Я спросил, не нуждается ли он в деньгах и не надо ли ему что-нибудь прислать. Его отказ прозвучал совершенно искренне. Даже на Шмиля этот человек произвел неизгладимое впечатление. На всякий случай, если ему вдруг что-нибудь потребуется, мы оставили свои адреса.
– Такие люди не должны идти на войну. Они не могут быть солдатами, – философски заметил Шмиль, после того как мы попрощались с новым знакомым.

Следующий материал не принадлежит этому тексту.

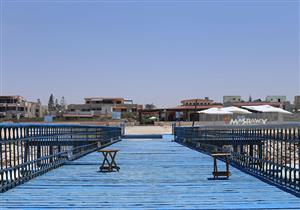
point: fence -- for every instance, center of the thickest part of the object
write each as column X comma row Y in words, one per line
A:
column 269, row 151
column 29, row 150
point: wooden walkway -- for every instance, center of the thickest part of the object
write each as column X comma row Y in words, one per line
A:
column 155, row 174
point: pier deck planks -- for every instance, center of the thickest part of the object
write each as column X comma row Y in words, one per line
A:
column 154, row 174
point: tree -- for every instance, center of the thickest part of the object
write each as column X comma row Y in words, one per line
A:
column 57, row 106
column 51, row 106
column 63, row 103
column 250, row 98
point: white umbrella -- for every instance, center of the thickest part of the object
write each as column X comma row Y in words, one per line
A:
column 267, row 108
column 236, row 110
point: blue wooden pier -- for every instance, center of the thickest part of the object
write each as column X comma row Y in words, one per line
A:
column 155, row 174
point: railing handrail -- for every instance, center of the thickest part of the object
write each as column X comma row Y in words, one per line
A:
column 28, row 149
column 271, row 151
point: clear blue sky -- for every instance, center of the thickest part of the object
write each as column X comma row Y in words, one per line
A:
column 150, row 51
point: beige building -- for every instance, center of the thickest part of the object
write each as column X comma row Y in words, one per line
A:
column 279, row 99
column 228, row 100
column 101, row 107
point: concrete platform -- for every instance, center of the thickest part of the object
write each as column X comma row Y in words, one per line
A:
column 155, row 174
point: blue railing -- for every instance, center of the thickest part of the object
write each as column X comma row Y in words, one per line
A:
column 28, row 150
column 270, row 152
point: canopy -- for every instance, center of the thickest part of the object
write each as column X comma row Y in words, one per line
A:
column 266, row 108
column 218, row 111
column 236, row 110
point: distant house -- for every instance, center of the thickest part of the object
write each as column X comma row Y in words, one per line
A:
column 279, row 99
column 101, row 107
column 187, row 111
column 19, row 107
column 228, row 100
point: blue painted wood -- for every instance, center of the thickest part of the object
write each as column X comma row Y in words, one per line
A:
column 155, row 174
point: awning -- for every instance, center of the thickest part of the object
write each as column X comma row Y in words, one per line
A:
column 217, row 111
column 236, row 110
column 266, row 109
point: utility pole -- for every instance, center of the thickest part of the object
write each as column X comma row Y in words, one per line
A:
column 195, row 112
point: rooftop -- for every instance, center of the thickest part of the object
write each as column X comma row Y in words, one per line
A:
column 155, row 174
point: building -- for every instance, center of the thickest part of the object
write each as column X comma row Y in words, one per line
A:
column 187, row 111
column 228, row 100
column 279, row 99
column 18, row 107
column 102, row 107
column 297, row 103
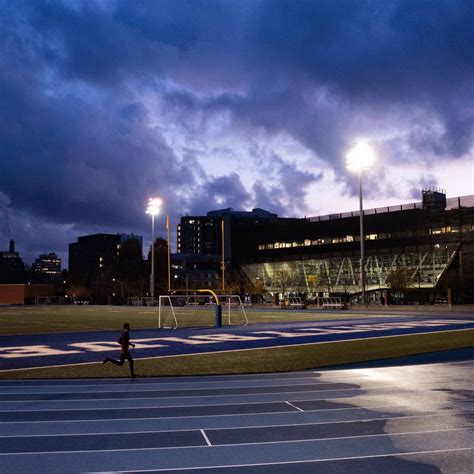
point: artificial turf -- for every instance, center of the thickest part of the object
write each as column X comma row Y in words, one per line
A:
column 19, row 320
column 274, row 359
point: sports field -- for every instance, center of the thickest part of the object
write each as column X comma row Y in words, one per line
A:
column 71, row 341
column 49, row 319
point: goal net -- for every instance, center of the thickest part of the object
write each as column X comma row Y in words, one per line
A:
column 199, row 310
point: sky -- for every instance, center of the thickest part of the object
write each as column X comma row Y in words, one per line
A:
column 212, row 104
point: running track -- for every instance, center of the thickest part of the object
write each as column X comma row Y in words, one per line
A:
column 410, row 419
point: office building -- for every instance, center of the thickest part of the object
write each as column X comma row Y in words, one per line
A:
column 12, row 268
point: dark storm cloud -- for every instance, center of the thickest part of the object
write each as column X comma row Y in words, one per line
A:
column 92, row 92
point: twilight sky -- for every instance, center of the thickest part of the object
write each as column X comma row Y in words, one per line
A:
column 222, row 103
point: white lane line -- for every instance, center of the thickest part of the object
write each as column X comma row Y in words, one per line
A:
column 136, row 388
column 394, row 418
column 338, row 399
column 292, row 441
column 215, row 428
column 94, row 420
column 365, row 389
column 205, row 437
column 277, row 463
column 291, row 405
column 251, row 349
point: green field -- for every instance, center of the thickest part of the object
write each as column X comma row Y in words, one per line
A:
column 53, row 319
column 47, row 319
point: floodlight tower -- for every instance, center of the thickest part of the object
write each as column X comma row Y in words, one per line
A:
column 360, row 158
column 153, row 210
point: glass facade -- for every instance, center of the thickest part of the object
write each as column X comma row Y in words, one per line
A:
column 342, row 274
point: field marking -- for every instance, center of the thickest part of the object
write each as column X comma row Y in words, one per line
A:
column 282, row 402
column 303, row 461
column 136, row 388
column 330, row 410
column 127, row 399
column 292, row 441
column 205, row 438
column 291, row 405
column 339, row 341
column 246, row 427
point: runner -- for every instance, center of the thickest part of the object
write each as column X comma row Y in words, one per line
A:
column 124, row 341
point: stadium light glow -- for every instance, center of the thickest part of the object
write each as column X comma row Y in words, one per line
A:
column 154, row 205
column 153, row 210
column 360, row 157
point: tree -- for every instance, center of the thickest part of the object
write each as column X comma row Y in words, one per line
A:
column 400, row 278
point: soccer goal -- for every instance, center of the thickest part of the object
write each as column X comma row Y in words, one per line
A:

После еды мы почувствовали себя значительно лучше. Лошади, похоже, тоже остались довольны отдыхом. Мы вскочили на лошадей и тронулись в путь. Почему мы спокойно провели час с врагом и он не только накормил нас, но даже поделился своей сердечной тайной? Почему мы испытывали такое дружеское, такое теплое расположение друг к другу? Разве мы не находимся в состоянии войны с этими людьми?
Словно услышав мои мысленные вопросы, Шмиль резко остановил лошадь и сказал:
– Знаете, я бы не мог воевать с этим австрийцем, даже ради спасения собственной жизни. Ответственно заявляю.
Я вопросительно посмотрел на него.
– Поехали, – резко сказал Шмиль и стегнул коня.
Очень долго мы скакали в полном молчании.
Глава 11
БЕРЕЗЫ-БЛИЗНЕЦЫ
Мы остановились на вершине холма, откуда открывался вид на деревню – конечную цель нашего путешествия. Деревня казалась вымершей. Единственная улица, длинная и широкая, со следами от саней и лошадиных копыт. Узкие дорожки, протоптанные от улицы к домам. Крыши, покрытые чистым снегом. Ни дымка над крышами. Как мы ни вглядывались, но не видели ничего, кроме грязно-серой дороги с отходящими от нее узкими дорожками, словно под слепящими лучами солнца на белом снегу лежала огромная мертвая многоножка.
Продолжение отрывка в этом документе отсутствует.